Specifically, we want you to think back to the day that you learned the "law of conservation of mass."
Don't remember it? Here's the Cliffsnotes: matter cannot be created nor destroyed. Mass is always conserved in any closed system.
Why are we bringing this up in the context of water damage? Because it can be a difficult thing to remember when your house floods.
Consider this example: John has a pipe burst and his kitchen floods with 50 gallons of water. John calls SERVPRO, who comes out the extract the standing water, which totals 30 gallons.
John doesn't see any remaining water, so he assumes that he's all set.

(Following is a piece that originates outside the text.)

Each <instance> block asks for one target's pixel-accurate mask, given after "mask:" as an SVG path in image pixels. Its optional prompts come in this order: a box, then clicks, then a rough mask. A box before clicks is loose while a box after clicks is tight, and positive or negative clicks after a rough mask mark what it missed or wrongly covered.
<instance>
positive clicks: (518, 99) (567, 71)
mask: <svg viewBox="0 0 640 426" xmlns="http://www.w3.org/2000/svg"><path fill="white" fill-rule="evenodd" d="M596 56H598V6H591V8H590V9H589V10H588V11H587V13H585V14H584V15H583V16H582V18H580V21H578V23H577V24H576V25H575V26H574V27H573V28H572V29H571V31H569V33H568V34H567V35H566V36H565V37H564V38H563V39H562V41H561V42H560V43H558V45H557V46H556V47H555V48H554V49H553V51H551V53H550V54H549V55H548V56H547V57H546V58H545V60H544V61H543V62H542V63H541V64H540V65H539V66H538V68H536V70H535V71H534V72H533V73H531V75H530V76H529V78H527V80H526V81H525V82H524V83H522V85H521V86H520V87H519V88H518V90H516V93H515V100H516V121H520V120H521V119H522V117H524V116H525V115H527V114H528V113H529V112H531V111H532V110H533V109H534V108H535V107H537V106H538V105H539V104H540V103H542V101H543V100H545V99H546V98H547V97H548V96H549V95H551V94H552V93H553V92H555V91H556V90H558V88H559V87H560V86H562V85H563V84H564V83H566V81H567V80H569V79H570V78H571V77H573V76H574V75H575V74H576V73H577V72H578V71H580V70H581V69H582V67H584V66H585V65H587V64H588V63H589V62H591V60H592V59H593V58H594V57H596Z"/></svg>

But that remaining 20 gallons of water cannot simply disappear. It had to go somewhere. And barring some kind of magic, it's safe to assume that it's still in John's house somewhere.
Most likely, that water has migrated into structural materials, like under the floor and into the walls. Some may also have evaporated into the air, causing humidity levels to rise.
Finding the hidden water and dealing with it is where the real work of water damage restoration begins. Just because you can't see it doesn't mean it isn't there - that's what the law of the conservation of mass teaches us.